No cortejo desfilam pessoas de todos os credos e religiões, de todas as cores e estaturas, compondo um mosaico humano onde se misturam tons e texturas. As cores, por vezes encardidas pela sujidade, pelos excessos das substâncias proibidas ou pela inevitável marca do ADN, permanecem alheias a julgamentos. Firmes e convictas, permanecem indiferentes ao olhar crítico ou à misericórdia ocasional que a ocasião possa inspirar.

No descompasso da procissão seguem os Pachecos, ostentando o velho testamento laranja como um emblema de outrora, embora as suas páginas contradigam o novo — que, sendo também velho, já não evoca a memória romântica de tempos idos. Não é nos textos que reside o saudosismo, mas antes na velhice carregada de cicatrizes de guerras, onde nunca se distinguiu como herói.
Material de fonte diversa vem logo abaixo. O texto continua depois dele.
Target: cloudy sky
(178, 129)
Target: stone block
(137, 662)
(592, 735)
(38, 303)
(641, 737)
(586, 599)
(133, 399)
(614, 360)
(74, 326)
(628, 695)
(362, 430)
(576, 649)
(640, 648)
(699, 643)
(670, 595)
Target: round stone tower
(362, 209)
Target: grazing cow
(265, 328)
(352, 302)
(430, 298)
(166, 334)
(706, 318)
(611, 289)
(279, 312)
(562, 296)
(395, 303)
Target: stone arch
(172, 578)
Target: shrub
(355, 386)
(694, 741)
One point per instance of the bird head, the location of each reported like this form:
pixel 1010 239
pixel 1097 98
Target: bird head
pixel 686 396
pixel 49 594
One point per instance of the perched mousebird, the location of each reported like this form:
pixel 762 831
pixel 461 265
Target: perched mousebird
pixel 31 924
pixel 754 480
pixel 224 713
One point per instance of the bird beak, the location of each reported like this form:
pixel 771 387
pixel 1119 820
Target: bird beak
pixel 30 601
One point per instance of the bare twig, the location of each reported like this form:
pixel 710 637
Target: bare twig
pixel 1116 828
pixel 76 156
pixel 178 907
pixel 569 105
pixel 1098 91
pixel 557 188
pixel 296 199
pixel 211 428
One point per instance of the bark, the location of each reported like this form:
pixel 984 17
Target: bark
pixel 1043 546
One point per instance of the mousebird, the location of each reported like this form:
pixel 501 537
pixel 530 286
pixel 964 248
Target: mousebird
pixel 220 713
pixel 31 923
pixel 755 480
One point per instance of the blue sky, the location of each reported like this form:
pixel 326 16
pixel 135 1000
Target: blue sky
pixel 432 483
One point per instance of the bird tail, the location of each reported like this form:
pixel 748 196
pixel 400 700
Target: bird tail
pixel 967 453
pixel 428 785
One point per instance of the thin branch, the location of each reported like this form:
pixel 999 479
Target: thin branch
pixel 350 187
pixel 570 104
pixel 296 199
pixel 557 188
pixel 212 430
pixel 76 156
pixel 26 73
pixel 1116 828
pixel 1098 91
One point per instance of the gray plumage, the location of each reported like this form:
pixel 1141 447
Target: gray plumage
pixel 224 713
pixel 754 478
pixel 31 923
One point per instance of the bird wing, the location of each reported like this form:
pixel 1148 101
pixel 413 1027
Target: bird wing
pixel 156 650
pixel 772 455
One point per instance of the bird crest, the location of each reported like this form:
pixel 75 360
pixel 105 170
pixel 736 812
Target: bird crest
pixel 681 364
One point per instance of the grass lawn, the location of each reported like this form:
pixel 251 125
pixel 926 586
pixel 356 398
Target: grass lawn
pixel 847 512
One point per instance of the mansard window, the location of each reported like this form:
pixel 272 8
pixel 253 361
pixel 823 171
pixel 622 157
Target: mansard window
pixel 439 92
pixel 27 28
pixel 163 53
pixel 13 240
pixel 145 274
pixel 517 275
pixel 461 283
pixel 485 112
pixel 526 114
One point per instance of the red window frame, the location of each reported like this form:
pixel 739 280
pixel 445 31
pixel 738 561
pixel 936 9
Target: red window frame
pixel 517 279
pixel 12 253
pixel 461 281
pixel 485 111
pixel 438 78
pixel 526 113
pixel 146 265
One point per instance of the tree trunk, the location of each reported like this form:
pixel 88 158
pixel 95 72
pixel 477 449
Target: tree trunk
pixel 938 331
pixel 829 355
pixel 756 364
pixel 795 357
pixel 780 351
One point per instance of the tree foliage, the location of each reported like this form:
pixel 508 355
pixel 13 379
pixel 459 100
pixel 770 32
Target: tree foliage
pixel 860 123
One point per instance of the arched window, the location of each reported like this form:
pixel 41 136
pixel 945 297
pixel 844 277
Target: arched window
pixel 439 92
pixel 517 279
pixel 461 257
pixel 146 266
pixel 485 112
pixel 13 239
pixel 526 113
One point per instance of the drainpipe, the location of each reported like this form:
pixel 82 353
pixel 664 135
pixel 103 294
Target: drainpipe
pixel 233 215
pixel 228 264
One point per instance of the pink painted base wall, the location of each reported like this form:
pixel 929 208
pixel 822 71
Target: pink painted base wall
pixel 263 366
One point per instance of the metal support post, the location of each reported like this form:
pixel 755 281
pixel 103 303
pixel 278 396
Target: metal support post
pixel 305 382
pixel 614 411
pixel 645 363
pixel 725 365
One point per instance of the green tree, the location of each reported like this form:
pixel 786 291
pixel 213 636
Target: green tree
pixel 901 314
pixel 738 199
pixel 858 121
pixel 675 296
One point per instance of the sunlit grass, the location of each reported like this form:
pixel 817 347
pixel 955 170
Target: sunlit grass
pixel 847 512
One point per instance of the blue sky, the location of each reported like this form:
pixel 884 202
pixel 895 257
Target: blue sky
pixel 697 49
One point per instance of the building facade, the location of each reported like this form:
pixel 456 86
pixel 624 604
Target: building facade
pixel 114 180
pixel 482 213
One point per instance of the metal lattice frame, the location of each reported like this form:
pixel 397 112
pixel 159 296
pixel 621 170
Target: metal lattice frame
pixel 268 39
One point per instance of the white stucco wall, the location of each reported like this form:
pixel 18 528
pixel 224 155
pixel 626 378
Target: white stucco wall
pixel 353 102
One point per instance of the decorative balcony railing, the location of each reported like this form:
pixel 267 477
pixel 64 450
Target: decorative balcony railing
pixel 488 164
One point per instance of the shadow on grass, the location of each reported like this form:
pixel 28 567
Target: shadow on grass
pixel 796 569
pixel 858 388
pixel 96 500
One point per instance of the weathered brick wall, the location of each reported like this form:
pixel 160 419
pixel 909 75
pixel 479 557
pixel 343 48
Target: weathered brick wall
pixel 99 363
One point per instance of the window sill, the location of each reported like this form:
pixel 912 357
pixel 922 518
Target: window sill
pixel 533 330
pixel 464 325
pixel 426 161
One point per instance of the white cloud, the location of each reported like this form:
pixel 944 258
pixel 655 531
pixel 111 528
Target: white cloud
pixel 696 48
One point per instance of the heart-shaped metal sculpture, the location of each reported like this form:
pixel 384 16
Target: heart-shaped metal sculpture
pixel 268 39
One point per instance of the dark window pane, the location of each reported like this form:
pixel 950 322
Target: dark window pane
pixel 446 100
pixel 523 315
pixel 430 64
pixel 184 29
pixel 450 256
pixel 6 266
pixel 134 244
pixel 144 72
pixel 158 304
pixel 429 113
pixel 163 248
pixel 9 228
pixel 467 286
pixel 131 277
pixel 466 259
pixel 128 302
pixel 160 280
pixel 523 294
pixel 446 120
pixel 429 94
É essa nostalgia, misturada com o peso de desilusões mal digeridas, que lhe confere o ímpeto de repetir, com uma serenidade quase imprópria, a vergonha que sente.

Falta-lhe, no entanto, aquela estrutura invisível que sustenta os homens de carácter: a coluna vertebral, moral e metafórica, que lhe permitiria caminhar pela procissão com a dignidade dos que sabem ser julgados, mas não condenados. No seu caso, é o desconforto que lhe confere uma força provisória, uma espécie de vigor artificial, tão efémero quanto as poses que ensaia, servindo apenas para encobrir a falta de um verdadeiro sentido de vergonha — essa virtude rara que só os espíritos bem estruturados podem ostentar sem esforço.

Na vanguarda do cortejo, os sacerdotes, ladeados pelos seus acólitos, avançam aspergindo os pecados da multidão com gestos amplos e solenes. O suor da comoção escorre pelas faces e mãos dos penitentes, enquanto a proclamação retumba no ar: "Estais limpos!". E assim, os pecadores de menor monta são libertados para prosseguir no cortejo, com os fardos espirituais aliviados por uma graça que, ainda que efémera, lhes parece suficiente.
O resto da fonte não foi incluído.